Opportunities for the future

Despite such positive indicators of economic value for producers and processors internationally, natural animal fibres, except in niche higher value markets, have tended to lose competitiveness against synthetic fibre products derived from petroleum oil (‘petrocarbons’) and indeed natural plant sources in the second half of the 20th century (e.g. Rogers, Reference Rogers2006).
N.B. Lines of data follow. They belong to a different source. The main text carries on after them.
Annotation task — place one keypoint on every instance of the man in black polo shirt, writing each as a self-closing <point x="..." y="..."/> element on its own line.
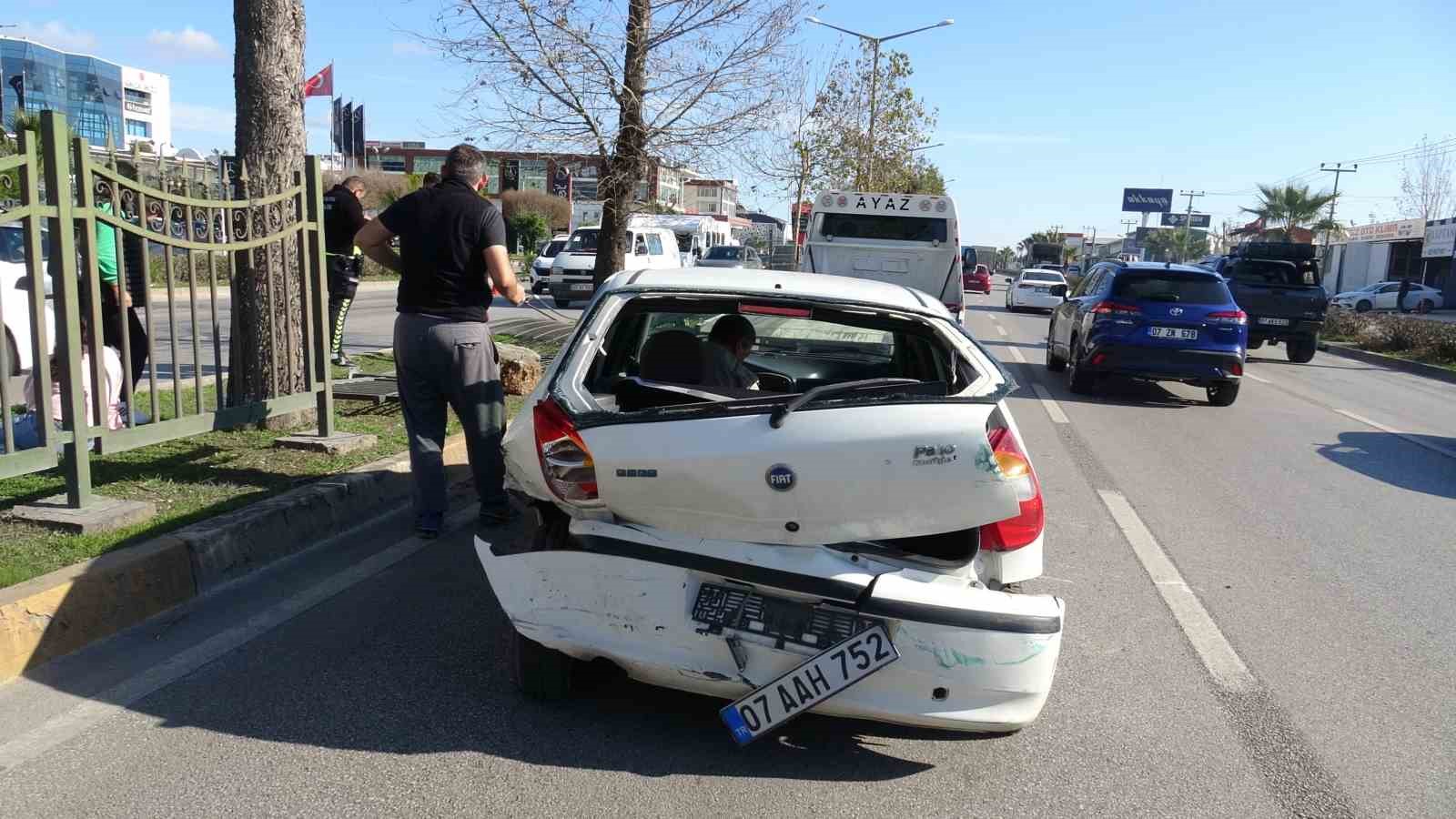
<point x="451" y="249"/>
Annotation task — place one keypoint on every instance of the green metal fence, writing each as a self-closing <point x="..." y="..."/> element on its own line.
<point x="276" y="238"/>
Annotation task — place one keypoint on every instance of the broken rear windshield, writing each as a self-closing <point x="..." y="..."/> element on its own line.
<point x="1271" y="273"/>
<point x="1169" y="288"/>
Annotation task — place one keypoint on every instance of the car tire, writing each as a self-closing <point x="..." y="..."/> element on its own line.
<point x="1079" y="380"/>
<point x="1053" y="361"/>
<point x="539" y="672"/>
<point x="1223" y="394"/>
<point x="1300" y="350"/>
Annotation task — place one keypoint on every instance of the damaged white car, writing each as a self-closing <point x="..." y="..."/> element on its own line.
<point x="834" y="538"/>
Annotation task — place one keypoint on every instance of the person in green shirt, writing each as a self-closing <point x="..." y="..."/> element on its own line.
<point x="116" y="303"/>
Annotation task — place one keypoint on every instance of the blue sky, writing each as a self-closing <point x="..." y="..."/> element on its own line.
<point x="1047" y="109"/>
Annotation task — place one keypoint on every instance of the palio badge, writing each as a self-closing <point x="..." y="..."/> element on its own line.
<point x="934" y="455"/>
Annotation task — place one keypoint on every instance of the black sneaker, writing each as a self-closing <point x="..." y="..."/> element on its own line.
<point x="427" y="525"/>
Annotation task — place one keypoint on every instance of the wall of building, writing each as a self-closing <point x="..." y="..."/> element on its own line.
<point x="146" y="106"/>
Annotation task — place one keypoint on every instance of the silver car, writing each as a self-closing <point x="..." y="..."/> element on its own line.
<point x="732" y="256"/>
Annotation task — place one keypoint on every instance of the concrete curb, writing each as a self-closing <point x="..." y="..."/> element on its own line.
<point x="1388" y="361"/>
<point x="67" y="610"/>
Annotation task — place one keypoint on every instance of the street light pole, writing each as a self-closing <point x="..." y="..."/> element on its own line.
<point x="866" y="159"/>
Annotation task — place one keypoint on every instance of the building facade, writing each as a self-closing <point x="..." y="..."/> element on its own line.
<point x="99" y="98"/>
<point x="577" y="177"/>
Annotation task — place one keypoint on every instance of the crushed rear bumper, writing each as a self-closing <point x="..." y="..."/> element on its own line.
<point x="972" y="659"/>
However, the increases in world energy demands, diminishing supply of petrocarbons, and increases in their cost may produce conditions for return to a greater utilisation of natural animal fibres. Such a scenario is particularly important for regions of extensive production and more marginal land where cellulose-based crops are best utilised by herbivorous animals, which do not then directly compete with humans for food. Contemporary issues concerning greenhouse gas production by these animals and impact on the physical environment require to be addressed. This may be best achieved by optimising animal husbandry and improving selection and breeding only of those animals, which produce fibre of required yield and quality to meet the demands of individual markets. The application of scientific knowledge such as provided in the Workshop papers will contribute to underpinning such developments in production. Beneficial results of this approach for Australian Merino sheep, can be seen in the data provided by Lyons (Reference Lyons2009), which show improvements in the proportion of the total clip with fibre diameter <19 μm from 0.085 in 1993/1994 to an estimated 0.36 in 2006/2007.
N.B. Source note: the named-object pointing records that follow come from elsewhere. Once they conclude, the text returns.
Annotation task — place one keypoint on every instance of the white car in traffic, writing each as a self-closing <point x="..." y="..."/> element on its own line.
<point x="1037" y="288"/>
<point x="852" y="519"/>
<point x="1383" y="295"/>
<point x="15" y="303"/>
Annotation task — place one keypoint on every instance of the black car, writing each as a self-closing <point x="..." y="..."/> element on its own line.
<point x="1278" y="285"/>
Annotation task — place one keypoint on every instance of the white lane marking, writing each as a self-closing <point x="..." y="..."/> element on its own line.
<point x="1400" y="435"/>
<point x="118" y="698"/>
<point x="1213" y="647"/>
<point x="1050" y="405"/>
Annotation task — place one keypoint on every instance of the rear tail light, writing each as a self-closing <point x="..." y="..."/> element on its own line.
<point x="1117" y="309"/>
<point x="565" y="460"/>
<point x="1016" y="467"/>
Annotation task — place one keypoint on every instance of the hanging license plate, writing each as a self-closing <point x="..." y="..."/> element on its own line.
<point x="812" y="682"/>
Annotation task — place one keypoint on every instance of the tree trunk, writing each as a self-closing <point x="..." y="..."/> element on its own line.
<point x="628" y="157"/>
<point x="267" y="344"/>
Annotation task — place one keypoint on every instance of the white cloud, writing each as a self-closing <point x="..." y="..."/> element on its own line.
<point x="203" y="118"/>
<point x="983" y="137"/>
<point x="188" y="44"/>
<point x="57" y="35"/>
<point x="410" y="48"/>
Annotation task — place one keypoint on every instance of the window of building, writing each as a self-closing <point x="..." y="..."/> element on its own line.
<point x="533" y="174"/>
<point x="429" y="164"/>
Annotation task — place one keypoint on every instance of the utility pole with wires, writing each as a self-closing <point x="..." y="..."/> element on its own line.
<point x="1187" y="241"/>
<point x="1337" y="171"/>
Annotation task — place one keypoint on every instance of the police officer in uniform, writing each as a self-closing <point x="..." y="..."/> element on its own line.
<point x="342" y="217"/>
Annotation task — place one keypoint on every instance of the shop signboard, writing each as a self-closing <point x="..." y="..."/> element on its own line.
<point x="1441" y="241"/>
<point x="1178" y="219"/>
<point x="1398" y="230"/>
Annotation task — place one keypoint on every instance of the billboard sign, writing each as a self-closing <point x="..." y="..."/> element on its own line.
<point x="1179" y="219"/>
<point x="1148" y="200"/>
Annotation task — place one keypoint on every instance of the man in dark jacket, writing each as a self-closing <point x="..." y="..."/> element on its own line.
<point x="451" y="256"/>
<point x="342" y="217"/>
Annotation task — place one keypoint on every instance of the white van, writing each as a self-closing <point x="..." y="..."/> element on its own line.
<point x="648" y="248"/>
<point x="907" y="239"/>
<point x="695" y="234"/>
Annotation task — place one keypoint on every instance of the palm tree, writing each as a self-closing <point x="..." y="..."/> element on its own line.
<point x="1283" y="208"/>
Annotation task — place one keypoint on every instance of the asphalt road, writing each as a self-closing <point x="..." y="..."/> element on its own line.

Other opportunities derive from improvement in products such as meat from cull animals and contribution to enhancing the wealth of human populations needed for protection of ecology in rural areas.

Conclusion

The Workshop brought together important scientific and practical information on animal fibre production in a global context. The range of subjects covered includes whole animal biology, hair fibre and follicle properties, molecular regulation, genetics and breeding. In providing the written proceedings, the organisers are pleased to contribute to promoting the generation and dissemination of knowledge in animal science and production, and so support the mission and vision of EAAP.

Acknowledgements

This foreword relates to the papers identified in the text above and based on invited presentation at the 59th Annual Meeting of the European Association for Animal Production held in Vilnius, Lithuania during August 2008.

The organisers are grateful for sponsorship from the University of Camerino and support from EAAP staff in the running of the Workshop. The authors also thank Dr Nic Friggens, Dr Phillipe Guesnet and colleagues from Animal and also external reviewers of our papers.